The PCR product of each sample (5 μL) was added to agarose gel, and electrophoresis was performed using an agarose gel kit (Promega Corporation) to verify the exis­tence of PCR amplification for 1 h (at 100 V and 50 A). After electrophoresis, the separated DNA bands in the gel were visualized under ultraviolet (UV) light, and the images obtained by using gel imaging equipment (Major Science Co., Ltd., Taoyuan City, Taiwan) were saved for further analysis (Figure 2).

When gene fragments of the expected size appeared in PCR, the results were transmitted to Macrogen in South Korea, where the nucleotide sequences of these fragments were identified. The Basic Local Alignment Search Tool (BLAST), available from the NCBI site (http://blast.ncbi.nlm.nih.gov/Blast.cgi), was used to analyze the sequences.

Statistical analysis

All data collected in this study was analyzed using IBM SPSS Statistics for Windows, v. 28 (IBM Corp., Armonk, USA). The mean and standard deviation (M ±SD), median (Me), range, and number and percentage (n (%)) values are shown. The Mann–Whitney U test compared the 2 study groups, with the χ2 test used to compare categorical variables. Meanwhile, Spearman’s correlation coefficient (r) evaluated the association between polymorphisms and clinical variables.
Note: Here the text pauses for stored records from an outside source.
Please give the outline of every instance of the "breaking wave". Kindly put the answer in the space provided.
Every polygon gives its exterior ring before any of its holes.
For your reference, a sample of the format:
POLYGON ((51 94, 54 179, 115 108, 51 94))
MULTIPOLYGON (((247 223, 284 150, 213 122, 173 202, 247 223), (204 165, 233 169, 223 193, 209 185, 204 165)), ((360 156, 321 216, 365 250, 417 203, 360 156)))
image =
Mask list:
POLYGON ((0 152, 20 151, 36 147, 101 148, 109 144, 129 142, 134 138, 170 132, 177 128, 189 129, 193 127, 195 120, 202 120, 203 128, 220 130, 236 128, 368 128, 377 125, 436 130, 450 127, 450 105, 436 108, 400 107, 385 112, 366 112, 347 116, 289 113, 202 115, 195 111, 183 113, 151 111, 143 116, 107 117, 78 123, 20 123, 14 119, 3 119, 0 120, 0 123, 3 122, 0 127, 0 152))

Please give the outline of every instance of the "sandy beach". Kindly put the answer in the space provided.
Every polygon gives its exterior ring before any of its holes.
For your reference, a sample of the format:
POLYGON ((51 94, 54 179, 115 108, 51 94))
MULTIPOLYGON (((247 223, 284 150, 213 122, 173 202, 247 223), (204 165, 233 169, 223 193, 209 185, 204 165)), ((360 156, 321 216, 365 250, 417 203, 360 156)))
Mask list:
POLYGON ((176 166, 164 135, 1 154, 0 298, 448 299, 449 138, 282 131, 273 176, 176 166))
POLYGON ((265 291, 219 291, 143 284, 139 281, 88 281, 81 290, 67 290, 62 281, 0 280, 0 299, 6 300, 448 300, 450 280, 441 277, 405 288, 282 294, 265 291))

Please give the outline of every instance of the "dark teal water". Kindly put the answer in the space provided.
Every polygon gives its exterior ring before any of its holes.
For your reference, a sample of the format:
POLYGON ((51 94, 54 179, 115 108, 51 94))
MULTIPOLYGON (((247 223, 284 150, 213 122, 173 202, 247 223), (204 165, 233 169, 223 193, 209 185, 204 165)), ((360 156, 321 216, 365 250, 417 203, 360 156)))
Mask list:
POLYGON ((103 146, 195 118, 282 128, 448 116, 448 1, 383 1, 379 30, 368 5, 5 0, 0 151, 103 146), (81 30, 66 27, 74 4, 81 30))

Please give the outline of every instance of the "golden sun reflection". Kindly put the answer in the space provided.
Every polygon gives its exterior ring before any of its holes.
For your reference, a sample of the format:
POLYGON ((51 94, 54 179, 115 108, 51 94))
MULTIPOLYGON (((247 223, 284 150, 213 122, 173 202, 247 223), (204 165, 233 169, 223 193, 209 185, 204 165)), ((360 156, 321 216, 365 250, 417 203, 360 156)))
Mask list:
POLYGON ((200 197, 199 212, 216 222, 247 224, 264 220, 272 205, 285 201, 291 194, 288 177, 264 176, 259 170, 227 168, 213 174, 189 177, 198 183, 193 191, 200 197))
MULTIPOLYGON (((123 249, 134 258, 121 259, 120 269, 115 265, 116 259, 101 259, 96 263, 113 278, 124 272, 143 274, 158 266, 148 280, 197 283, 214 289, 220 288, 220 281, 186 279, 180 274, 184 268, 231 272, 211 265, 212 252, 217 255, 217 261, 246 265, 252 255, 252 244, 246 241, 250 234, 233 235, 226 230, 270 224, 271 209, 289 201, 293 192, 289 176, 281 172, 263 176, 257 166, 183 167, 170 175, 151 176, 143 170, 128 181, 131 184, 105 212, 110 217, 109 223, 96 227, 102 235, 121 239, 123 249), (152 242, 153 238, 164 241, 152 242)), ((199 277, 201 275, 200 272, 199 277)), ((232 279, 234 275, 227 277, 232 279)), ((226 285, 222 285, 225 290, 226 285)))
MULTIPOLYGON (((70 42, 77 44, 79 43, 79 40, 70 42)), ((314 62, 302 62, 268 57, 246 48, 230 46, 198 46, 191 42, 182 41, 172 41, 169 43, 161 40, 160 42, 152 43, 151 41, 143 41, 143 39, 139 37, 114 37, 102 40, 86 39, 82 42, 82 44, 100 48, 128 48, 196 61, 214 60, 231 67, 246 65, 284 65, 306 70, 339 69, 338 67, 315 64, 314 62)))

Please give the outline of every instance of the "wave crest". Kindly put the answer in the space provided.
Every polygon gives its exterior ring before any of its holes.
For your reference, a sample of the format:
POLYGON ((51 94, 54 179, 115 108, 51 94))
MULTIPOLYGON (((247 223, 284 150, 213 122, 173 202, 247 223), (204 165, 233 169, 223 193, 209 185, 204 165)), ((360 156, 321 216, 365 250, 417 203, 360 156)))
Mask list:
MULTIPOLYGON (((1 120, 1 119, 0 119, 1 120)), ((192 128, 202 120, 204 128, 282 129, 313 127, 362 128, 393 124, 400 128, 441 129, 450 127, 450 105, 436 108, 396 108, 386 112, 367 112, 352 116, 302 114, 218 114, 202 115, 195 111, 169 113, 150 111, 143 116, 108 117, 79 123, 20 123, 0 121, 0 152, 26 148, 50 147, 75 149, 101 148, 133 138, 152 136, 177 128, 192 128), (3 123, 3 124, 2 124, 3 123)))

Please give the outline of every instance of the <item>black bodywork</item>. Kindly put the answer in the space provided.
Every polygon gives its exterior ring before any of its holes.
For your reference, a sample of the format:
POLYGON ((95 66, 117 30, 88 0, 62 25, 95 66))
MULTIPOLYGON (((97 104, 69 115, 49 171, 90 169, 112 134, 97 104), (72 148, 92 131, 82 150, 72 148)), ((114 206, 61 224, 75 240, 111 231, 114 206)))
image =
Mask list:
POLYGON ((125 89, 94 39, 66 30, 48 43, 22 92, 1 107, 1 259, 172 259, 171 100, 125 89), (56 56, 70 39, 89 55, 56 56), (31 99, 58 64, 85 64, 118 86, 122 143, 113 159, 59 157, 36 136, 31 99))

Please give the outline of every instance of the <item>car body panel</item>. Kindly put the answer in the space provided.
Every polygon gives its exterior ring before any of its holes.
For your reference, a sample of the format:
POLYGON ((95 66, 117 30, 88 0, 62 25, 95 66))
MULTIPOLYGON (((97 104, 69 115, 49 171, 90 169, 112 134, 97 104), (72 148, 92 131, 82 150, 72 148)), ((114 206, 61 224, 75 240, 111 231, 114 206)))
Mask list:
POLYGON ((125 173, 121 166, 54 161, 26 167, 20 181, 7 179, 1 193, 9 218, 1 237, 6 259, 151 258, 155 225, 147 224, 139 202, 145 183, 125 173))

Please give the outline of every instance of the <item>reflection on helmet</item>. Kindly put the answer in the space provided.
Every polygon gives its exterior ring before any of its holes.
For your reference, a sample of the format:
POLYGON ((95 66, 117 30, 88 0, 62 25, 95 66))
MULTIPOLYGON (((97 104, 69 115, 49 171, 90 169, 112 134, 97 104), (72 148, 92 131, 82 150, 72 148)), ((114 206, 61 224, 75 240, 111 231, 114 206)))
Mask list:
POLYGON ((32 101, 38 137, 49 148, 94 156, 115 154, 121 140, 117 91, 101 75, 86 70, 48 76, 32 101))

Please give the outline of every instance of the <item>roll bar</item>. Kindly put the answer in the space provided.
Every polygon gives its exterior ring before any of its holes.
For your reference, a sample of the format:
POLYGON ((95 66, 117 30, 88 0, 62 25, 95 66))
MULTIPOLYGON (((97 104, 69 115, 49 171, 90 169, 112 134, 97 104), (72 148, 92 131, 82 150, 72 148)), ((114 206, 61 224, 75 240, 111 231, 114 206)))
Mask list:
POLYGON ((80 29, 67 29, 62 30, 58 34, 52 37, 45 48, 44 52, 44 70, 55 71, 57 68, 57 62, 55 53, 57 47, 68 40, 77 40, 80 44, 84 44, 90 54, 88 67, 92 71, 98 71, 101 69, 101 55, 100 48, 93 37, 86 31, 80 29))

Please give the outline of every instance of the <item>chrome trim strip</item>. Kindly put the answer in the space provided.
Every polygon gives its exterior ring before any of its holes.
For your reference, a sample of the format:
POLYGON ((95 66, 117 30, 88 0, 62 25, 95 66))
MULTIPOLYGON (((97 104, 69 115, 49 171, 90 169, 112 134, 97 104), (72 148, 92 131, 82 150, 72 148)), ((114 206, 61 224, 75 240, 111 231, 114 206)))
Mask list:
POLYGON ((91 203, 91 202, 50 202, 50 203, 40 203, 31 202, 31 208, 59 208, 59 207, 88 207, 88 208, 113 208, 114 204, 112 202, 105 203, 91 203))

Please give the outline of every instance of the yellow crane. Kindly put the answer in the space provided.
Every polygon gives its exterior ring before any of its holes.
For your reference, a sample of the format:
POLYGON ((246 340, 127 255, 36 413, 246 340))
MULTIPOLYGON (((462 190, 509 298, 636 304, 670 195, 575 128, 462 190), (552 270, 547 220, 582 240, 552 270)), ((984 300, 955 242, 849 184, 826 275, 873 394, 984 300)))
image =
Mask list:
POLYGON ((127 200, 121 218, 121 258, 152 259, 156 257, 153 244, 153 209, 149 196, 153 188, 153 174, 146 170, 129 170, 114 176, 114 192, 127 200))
The Hardy–Weinberg equilibrium (HWE) test was used to calculate the expected alleles from the observed genotypes. The association between a particular genotype and the disease risk was expressed with OR. Specifically, OR = 1 indicated no association, OR < 1 indicated decreased risk and OR > 1 indicated an increased risk, while p-values <0.05 were considered significant.

Results

Descriptive data

Table 1 provides an overview of the findings and the distribution of the demographic and clinical variables of the groups. According to the Mann–Whitney U test, the periodontitis group had significantly greater PI and BOP than the control group, and significantly more mobile and missing teeth according to the χ2 test (p ≤ 0.001). Furthermore, the control group was free of PPD, CAL and GR.

Outcome data

After sequencing with the Sanger method, 2 poly­morphisms were detected in the IKKβ gene at rs17875746 and rs12676482. Moreover, there was a substitution of guanine (G) with thymine (T) in the rs17875746 SNP, while in the rs12676482 SNP there was a substitution of G with adenine (A), as shown in Figure 3 and Figure 4, respectively.
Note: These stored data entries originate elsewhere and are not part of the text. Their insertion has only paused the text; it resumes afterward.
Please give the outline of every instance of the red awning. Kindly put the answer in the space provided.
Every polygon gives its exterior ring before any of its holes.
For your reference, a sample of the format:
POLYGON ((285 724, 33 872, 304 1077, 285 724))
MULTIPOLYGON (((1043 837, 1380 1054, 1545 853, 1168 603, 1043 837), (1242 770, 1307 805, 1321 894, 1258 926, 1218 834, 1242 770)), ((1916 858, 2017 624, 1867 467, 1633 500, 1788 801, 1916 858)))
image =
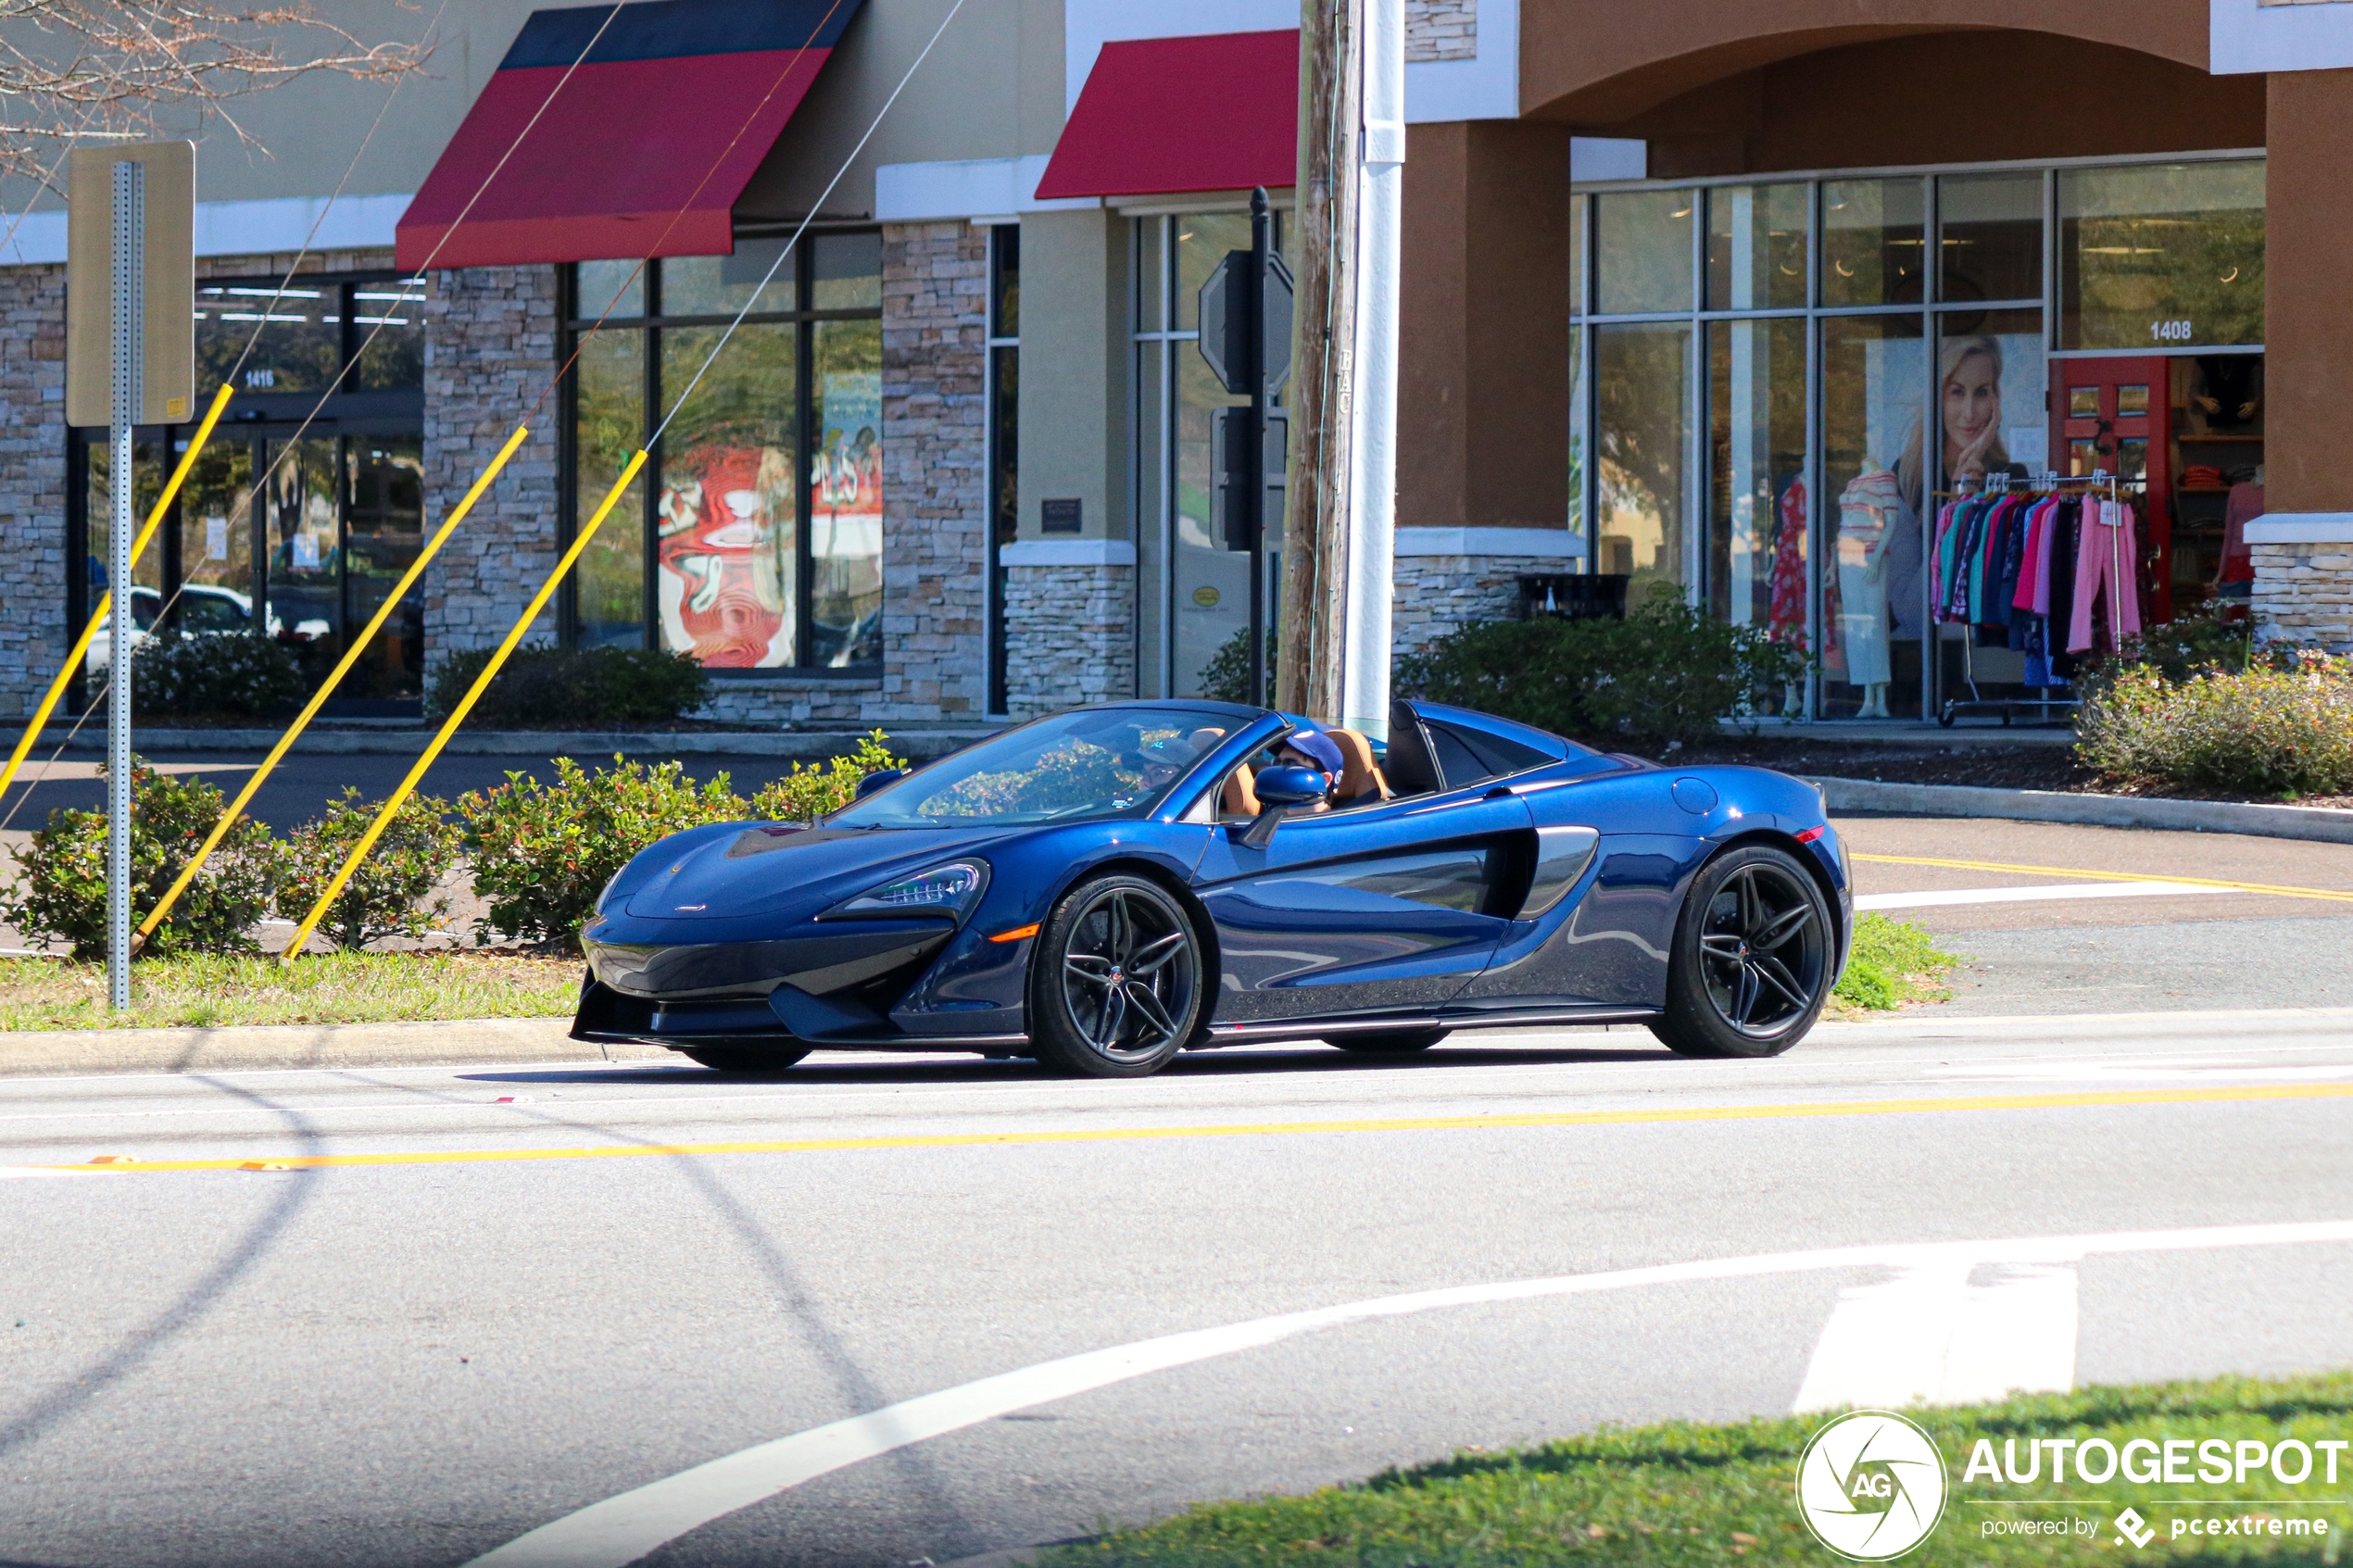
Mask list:
POLYGON ((736 198, 858 8, 651 0, 534 13, 402 215, 399 264, 731 253, 736 198))
POLYGON ((1106 44, 1038 196, 1289 185, 1298 148, 1298 29, 1106 44))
The HWE tests for rs17875746 for each group and the total sample revealed significant differences between the observed and expected SNPs in the periodontitis group and the total sample (p ≤ 0.001), while the results of the equilibrium for rs12676482 were non-significant, as shown in Table 2.

Main results

The SNP type, number and distribution for both groups are illustrated in Table 3. All SNPs detected after the sequencing of the IKKβ gene were of a single-base substitution, as there were 9 transversion SNPs in the periodontitis group and only one in the control group that belonged to rs17875746, exhibiting a non-significant difference. Meanwhile, there were 18 transition SNPs in the periodontitis group for rs12676482 and 10 in the control group for the same SNP, which represented a non-significant difference. The effect of the distribution of IKKβ SNPs on periodontitis was assessed based on OR with 95% CI, which was 5.264 for rs17875746 and 0.900 for rs12676482.
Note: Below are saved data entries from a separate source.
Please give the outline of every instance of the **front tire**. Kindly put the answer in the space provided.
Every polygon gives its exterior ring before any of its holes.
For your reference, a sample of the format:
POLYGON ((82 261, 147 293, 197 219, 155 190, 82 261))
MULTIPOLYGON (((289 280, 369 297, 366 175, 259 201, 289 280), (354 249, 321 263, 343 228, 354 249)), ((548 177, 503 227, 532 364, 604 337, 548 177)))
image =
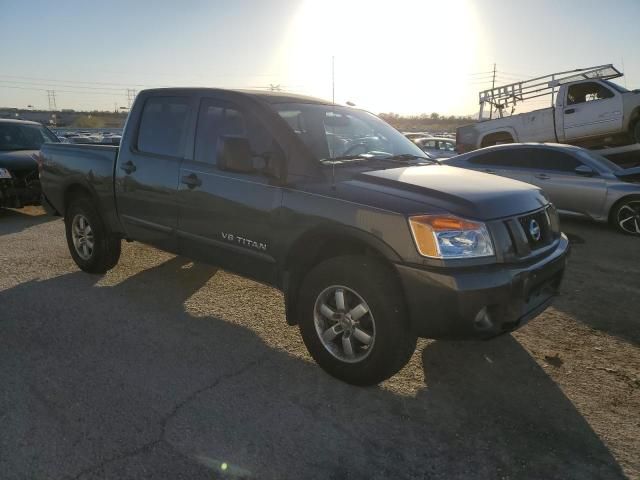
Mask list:
POLYGON ((393 376, 416 348, 400 286, 375 258, 342 256, 314 267, 300 289, 298 315, 313 359, 354 385, 393 376))
POLYGON ((609 220, 619 232, 640 236, 640 196, 618 202, 611 210, 609 220))
POLYGON ((121 240, 109 231, 90 198, 71 200, 65 218, 71 257, 87 273, 106 273, 120 259, 121 240))

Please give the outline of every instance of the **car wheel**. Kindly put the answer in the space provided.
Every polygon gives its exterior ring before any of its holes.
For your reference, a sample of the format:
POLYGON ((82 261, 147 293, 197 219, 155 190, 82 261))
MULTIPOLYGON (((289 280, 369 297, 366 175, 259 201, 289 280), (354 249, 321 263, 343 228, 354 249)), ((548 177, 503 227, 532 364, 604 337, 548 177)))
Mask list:
POLYGON ((120 259, 120 238, 104 225, 88 197, 71 200, 64 219, 67 245, 76 265, 88 273, 105 273, 120 259))
POLYGON ((640 236, 640 197, 628 197, 617 203, 610 220, 622 233, 640 236))
POLYGON ((374 258, 342 256, 314 267, 303 281, 298 314, 314 360, 354 385, 391 377, 416 347, 398 282, 374 258))

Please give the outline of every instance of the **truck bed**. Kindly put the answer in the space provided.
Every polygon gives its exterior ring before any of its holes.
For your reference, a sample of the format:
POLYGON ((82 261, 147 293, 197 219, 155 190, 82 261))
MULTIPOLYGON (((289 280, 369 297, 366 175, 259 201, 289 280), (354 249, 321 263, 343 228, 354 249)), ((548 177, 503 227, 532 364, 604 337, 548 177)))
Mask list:
POLYGON ((68 185, 77 183, 98 201, 100 210, 106 214, 105 220, 118 227, 113 191, 117 146, 45 143, 40 155, 42 189, 47 192, 48 203, 60 215, 65 210, 63 192, 68 185))

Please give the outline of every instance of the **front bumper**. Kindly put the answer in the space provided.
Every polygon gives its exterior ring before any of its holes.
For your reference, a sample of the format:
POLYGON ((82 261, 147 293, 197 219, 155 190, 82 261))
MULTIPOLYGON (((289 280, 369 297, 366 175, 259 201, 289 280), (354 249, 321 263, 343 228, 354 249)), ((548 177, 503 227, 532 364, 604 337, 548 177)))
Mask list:
POLYGON ((396 265, 413 331, 428 338, 490 338, 542 313, 557 294, 569 254, 563 234, 544 258, 438 270, 396 265))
The genetic analysis of IKKβ SNPs revealed the allele frequency for both SNPs in the study groups (Table 4). For rs17875746, there was a significantly higher frequency of allele G in the healthy group than in the periodontitis group. For rs12676482, the frequency of allele G was higher in the periodontitis group (83.9%) than in the healthy group (79.7%), while the control group showed a higher frequency of allele A (20.3%) than the periodontitis group (16.1%). However, the differences between the groups for alleles G and A for rs12676482 were non-significant (p > 0.05). Surprisingly, the frequency of allele T had a high association with periodontitis (OR = 6.750) for rs17875746. Moreover, the χ2 test was conducted to determine the genotype frequency of all SNPs in IKKβ. The results showed non-significant differences in their distribution between the periodontitis and control groups (Table 4).

Other analyses

In a more detailed description, the results illustrate the impact of each genotype of IKKβ SNPs on the occurrence and prevention of the disease. The GT genotype in rs17875746 had a higher chance (OR = 3.321) for deve­loping periodontitis than other genotypes. Meanwhile, the GA genotype in rs12676482 had a 1.242 chance of developing the disease, which was higher than for other genotypes.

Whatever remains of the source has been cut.